Seqanswers Leaderboard Ad

Collapse

Announcement

Collapse
No announcement yet.
X
 
  • Filter
  • Time
  • Show
Clear All
new posts

  • question on SoLiD peak length

    Hi,

    I am new to analyzing SoLiD sequencing data. In our data, which is a ChIP-SEQ for histone modifications,
    the maximum peak length detected was about 150bp and;
    there were only about 18 peaks that are more than 100 bp;
    about 3500 peaks that are less than 100 bp, of which 3400 peaks are about 51bp.

    I think this is unusual since histone pull down data should give wider peaks.
    Am I correct, or is this kind of result possible in certain cases.

    Thanks for your suggestions .

    sridhar

  • #2
    I think you would need to give us more details about your experiment. Especially the size distribution of the SOLiD fragment library created for sequencing and the size of the chromatin you used for your IP.

    --
    Phillip

    Comment


    • #3
      Hi Phillip,

      Thanks for the reply.

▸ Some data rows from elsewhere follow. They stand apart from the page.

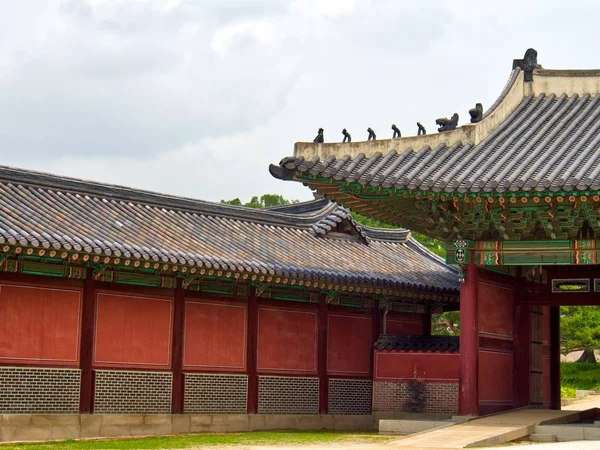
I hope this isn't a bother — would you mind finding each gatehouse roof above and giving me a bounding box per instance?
[271,68,600,193]
[269,49,600,241]
[0,163,458,293]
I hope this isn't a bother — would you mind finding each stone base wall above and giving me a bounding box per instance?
[0,414,377,442]
[328,378,373,414]
[0,367,81,414]
[94,370,173,414]
[183,373,248,414]
[373,380,458,415]
[258,376,319,414]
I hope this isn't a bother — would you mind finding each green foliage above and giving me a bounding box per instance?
[2,431,390,450]
[221,194,299,208]
[431,311,460,336]
[560,363,600,397]
[560,306,600,355]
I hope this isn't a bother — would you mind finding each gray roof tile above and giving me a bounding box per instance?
[0,167,458,293]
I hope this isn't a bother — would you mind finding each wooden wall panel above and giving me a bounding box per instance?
[94,292,173,369]
[0,284,81,366]
[374,351,459,382]
[477,282,514,339]
[479,350,513,405]
[257,307,317,374]
[327,314,373,375]
[385,312,425,336]
[183,301,247,371]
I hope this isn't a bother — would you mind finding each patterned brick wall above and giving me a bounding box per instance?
[94,370,173,414]
[329,378,373,414]
[0,367,81,414]
[373,381,458,414]
[184,373,248,414]
[258,376,319,414]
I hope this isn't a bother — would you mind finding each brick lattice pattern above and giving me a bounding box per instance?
[258,376,319,414]
[373,380,458,414]
[329,378,373,415]
[94,370,173,414]
[184,373,248,414]
[0,367,81,414]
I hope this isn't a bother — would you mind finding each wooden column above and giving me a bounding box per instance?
[317,295,329,414]
[79,268,96,414]
[513,268,531,408]
[458,254,479,416]
[171,278,185,414]
[550,306,561,410]
[423,306,431,336]
[246,288,258,414]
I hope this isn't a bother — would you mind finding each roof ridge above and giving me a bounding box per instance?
[0,166,339,228]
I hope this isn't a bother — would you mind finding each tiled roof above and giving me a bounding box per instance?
[271,69,600,193]
[0,167,458,293]
[375,334,459,352]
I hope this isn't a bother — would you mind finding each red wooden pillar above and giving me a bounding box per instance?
[317,295,329,414]
[246,288,258,414]
[458,255,479,416]
[79,268,96,414]
[171,279,185,414]
[513,270,531,408]
[423,306,431,336]
[550,306,561,410]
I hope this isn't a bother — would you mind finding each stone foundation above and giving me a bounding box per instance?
[0,414,377,442]
[373,380,458,415]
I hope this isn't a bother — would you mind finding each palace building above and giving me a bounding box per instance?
[0,49,600,440]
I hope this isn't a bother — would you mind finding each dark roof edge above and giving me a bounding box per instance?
[408,236,458,273]
[483,67,521,119]
[0,166,338,228]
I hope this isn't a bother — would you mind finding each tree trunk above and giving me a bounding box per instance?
[577,349,598,364]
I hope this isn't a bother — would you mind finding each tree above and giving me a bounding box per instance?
[221,194,299,208]
[560,306,600,363]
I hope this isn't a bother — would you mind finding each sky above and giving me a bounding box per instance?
[0,0,600,201]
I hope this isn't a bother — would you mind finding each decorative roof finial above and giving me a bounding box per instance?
[367,127,377,141]
[342,128,352,143]
[469,103,483,123]
[313,128,325,144]
[513,48,542,81]
[435,113,458,133]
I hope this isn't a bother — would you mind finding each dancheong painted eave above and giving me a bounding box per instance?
[270,52,600,240]
[0,163,458,294]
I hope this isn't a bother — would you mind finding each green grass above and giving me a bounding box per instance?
[560,363,600,398]
[0,431,391,450]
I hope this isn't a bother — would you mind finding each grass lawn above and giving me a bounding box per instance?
[0,431,392,450]
[560,363,600,398]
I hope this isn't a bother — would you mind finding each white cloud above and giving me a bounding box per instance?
[0,0,600,200]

It took some time to get the details.
      ---The size of the chromatin used for IP is about 300 to 500
      ---And the size of SOLiD fragment library created for sequencing is between 150 to 250 bp (including the length of adapters (50bp))

      Comment


      • #4
        What method did you use to fragment your chromatin to 300-500 bp? Also, after IP, what method (if any) was used to further fragment the IPed DNA down into the size range you give above?

        --
        Phillip

        Comment


        • #5
          Hi Phillip,

          For both the steps, the method used was shearing by sonication.

          Specifically information for the second step (fragmenting of IPed DNA)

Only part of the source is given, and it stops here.